Bringing innovation to industry: Using AI for predicting disasters

    UAlberta computing scientists are applying the power of machine learning to solve problems in industry.

    By Katie Willis on November 5, 2018


    A machine learning model developed by University of Alberta scientists is improving efficiency and accuracy for one wide-area monitoring company that uses data to predict natural and man-made disasters around the world.

    The computing science team, led by Irene Cheng, adjunct professor in the Department of Computing Science, is working in collaboration with 3vGeomatics (3vG) to clean data and automate quality assessment. 3vG, a Vancouver-based company, uses satellite images to study Earth’s surface and detect any changes that could indicate the onset of natural or man-made disasters, like landslides and earthquakes. Many activities, like oil exploration and extraction and mining, can affect the ground surface.

    “The need for this data is growing, and the data is becoming more robust,” explained Cheng, director of the multimedia masters program.

    “3vG saw the need to optimize their systems by minimizing the need for human intervention and increasing the speed for data processing. This means creating software that can automatically tell the quality of images, without human intervention, with the goal of speeding up the process.”

    Enter UAlberta computing scientists, who have worked with 3vG for the last 18 months to develop a machine learning model to determine data clarity, a significant challenge with satellite images. The research team included three PhD students, Navaneeth Kamballur Kottayil, Subhayan Mukherjee, and Alvin Sun.

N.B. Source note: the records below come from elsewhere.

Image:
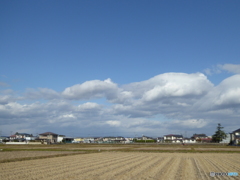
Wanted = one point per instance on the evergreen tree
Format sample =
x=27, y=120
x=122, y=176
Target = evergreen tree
x=219, y=134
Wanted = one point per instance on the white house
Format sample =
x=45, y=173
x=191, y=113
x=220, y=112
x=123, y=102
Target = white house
x=235, y=137
x=188, y=140
x=174, y=138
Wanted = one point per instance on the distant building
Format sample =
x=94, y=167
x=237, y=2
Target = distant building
x=173, y=138
x=235, y=137
x=48, y=137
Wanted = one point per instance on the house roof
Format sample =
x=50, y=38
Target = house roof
x=22, y=134
x=175, y=135
x=238, y=130
x=48, y=133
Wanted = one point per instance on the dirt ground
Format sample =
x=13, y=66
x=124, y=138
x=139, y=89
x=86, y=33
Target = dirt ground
x=8, y=155
x=124, y=166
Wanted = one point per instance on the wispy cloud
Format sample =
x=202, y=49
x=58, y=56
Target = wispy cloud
x=186, y=101
x=231, y=68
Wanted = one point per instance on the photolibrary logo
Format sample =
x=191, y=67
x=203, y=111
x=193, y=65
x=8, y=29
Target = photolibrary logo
x=213, y=174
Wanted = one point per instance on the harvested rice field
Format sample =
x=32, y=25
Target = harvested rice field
x=9, y=155
x=124, y=166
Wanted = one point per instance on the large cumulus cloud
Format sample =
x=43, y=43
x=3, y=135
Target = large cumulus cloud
x=170, y=102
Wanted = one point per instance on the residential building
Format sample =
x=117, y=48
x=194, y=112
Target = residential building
x=235, y=137
x=174, y=138
x=48, y=137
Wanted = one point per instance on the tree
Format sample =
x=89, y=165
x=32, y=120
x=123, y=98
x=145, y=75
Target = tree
x=219, y=134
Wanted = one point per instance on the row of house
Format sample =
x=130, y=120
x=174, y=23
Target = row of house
x=49, y=137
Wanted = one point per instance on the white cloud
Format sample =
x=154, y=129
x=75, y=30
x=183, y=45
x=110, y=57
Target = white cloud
x=41, y=93
x=113, y=123
x=186, y=101
x=233, y=68
x=190, y=123
x=91, y=89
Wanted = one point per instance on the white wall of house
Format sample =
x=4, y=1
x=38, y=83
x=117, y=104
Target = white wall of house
x=227, y=140
x=59, y=138
x=189, y=141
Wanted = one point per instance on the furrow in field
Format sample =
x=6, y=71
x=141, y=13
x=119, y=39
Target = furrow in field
x=201, y=174
x=166, y=170
x=111, y=172
x=207, y=167
x=83, y=172
x=147, y=171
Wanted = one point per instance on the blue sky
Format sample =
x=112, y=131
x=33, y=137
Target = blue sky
x=95, y=67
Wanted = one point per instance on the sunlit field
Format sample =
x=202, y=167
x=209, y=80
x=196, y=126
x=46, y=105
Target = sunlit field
x=116, y=161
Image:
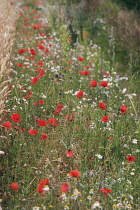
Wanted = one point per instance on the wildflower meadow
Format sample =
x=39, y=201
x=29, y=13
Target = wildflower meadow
x=70, y=129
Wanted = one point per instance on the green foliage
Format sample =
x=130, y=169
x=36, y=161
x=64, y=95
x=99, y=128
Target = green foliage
x=100, y=148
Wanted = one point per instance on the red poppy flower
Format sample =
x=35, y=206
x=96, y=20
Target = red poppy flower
x=42, y=34
x=41, y=63
x=16, y=118
x=41, y=102
x=75, y=173
x=65, y=188
x=70, y=118
x=80, y=94
x=105, y=191
x=102, y=105
x=32, y=132
x=41, y=186
x=7, y=124
x=107, y=74
x=21, y=51
x=69, y=153
x=52, y=121
x=41, y=47
x=20, y=64
x=14, y=186
x=32, y=51
x=80, y=58
x=42, y=73
x=105, y=118
x=44, y=136
x=35, y=104
x=123, y=109
x=93, y=83
x=40, y=189
x=130, y=158
x=109, y=137
x=29, y=95
x=42, y=123
x=104, y=84
x=57, y=111
x=60, y=106
x=44, y=182
x=84, y=72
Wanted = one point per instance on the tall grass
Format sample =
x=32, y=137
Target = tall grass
x=54, y=111
x=8, y=18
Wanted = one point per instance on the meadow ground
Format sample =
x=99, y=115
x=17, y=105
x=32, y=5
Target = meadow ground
x=70, y=135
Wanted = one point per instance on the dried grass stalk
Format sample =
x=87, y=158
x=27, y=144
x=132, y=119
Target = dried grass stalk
x=8, y=17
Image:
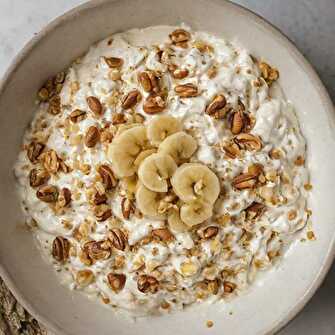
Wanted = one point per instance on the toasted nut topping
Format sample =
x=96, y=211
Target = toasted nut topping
x=85, y=278
x=107, y=175
x=38, y=177
x=118, y=238
x=54, y=105
x=102, y=212
x=244, y=181
x=60, y=249
x=77, y=115
x=229, y=287
x=210, y=232
x=116, y=281
x=47, y=193
x=64, y=198
x=217, y=103
x=97, y=250
x=186, y=90
x=254, y=211
x=131, y=99
x=178, y=73
x=248, y=142
x=127, y=208
x=92, y=136
x=95, y=105
x=147, y=284
x=269, y=73
x=34, y=150
x=118, y=118
x=113, y=62
x=163, y=234
x=180, y=35
x=154, y=104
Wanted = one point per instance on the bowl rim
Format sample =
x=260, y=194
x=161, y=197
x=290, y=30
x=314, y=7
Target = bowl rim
x=287, y=43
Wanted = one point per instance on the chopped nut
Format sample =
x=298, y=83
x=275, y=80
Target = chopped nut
x=54, y=105
x=107, y=175
x=229, y=287
x=95, y=105
x=97, y=250
x=127, y=208
x=77, y=115
x=186, y=90
x=92, y=136
x=154, y=104
x=102, y=212
x=131, y=99
x=47, y=193
x=64, y=198
x=60, y=249
x=116, y=281
x=216, y=104
x=163, y=234
x=34, y=150
x=118, y=239
x=85, y=278
x=180, y=35
x=114, y=62
x=38, y=177
x=147, y=284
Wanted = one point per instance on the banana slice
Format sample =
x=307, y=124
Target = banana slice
x=143, y=155
x=193, y=181
x=179, y=146
x=161, y=127
x=155, y=171
x=125, y=148
x=148, y=202
x=176, y=225
x=195, y=212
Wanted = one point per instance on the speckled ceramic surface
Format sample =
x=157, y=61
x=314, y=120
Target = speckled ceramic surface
x=259, y=312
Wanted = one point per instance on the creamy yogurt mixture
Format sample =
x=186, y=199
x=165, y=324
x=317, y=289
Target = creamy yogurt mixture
x=159, y=172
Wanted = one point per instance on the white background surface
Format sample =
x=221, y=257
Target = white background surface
x=310, y=24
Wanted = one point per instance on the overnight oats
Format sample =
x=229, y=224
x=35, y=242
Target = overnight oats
x=159, y=171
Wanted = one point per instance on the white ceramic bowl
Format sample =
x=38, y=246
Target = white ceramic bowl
x=285, y=290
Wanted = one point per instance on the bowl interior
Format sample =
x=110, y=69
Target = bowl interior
x=274, y=299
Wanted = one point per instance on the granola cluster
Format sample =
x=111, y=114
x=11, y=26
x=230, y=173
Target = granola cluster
x=157, y=175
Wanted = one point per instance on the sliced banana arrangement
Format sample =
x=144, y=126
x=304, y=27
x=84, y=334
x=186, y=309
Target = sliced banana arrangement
x=158, y=156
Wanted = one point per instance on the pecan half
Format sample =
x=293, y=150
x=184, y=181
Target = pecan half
x=114, y=62
x=92, y=136
x=147, y=284
x=248, y=142
x=131, y=99
x=102, y=212
x=64, y=198
x=60, y=249
x=77, y=115
x=97, y=250
x=127, y=208
x=95, y=105
x=154, y=104
x=38, y=177
x=47, y=193
x=186, y=90
x=34, y=150
x=254, y=211
x=107, y=175
x=116, y=281
x=163, y=234
x=118, y=238
x=54, y=105
x=216, y=104
x=180, y=35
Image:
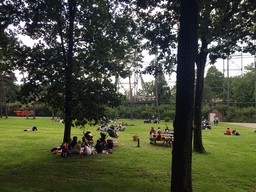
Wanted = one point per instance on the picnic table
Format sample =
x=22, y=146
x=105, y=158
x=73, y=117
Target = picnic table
x=169, y=138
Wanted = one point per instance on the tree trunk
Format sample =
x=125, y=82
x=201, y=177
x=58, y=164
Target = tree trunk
x=1, y=109
x=34, y=115
x=187, y=51
x=201, y=60
x=6, y=114
x=27, y=111
x=69, y=71
x=52, y=114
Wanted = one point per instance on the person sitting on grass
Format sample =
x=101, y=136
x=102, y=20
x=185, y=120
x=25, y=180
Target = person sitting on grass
x=73, y=142
x=152, y=133
x=207, y=125
x=99, y=128
x=159, y=130
x=167, y=140
x=234, y=132
x=98, y=146
x=167, y=131
x=33, y=128
x=77, y=148
x=228, y=132
x=159, y=137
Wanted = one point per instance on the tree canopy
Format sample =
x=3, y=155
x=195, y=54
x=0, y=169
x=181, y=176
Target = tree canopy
x=82, y=45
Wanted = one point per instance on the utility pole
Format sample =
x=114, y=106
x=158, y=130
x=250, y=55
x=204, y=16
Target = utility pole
x=130, y=96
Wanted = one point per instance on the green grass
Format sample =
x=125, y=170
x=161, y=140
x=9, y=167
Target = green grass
x=27, y=163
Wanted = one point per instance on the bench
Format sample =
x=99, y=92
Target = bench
x=170, y=139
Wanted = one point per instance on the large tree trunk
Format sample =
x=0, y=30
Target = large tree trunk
x=187, y=51
x=69, y=71
x=6, y=114
x=34, y=115
x=201, y=60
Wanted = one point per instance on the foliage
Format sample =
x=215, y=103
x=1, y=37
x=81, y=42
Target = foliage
x=102, y=172
x=83, y=45
x=243, y=88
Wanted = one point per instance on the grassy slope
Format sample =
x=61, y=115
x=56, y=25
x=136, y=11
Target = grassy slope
x=28, y=165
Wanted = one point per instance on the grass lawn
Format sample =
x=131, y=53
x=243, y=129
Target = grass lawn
x=27, y=163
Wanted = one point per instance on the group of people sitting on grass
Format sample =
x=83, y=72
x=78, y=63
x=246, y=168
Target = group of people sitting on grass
x=234, y=132
x=205, y=124
x=33, y=128
x=106, y=127
x=85, y=146
x=157, y=135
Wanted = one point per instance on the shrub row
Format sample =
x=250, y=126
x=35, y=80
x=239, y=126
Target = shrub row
x=167, y=112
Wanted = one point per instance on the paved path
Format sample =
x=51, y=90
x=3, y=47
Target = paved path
x=252, y=125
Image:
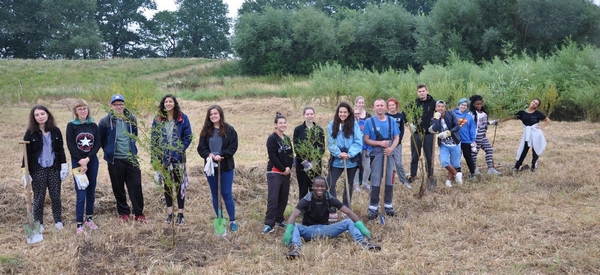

    “The most important thing is understanding the data that we’re working on,” said Sun. “We needed to transform the data to make the model able to solve the problem. We needed to integrate machine learning to the traditional techniques already being used by 3vG.”

    “In a sense, what we are doing is trying to incorporate their knowledge into the framework that we built, rather than making it generic,” added Mukherjee. “Scalability is the main thing we want to accomplish here for 3vG.”


    The Wide Area Monitoring System (WAMS) Project is funded by Consortium of Aerospace Research in Canada (CARIC) and Mitacs, the first project of its kind of be funded in Western Canada. With the first completed project under their belt, the UAlberta research team plans to continue work with 3vG, with support from CARIC, over the next three to five years to scale up the findings to other challenges facing the industry.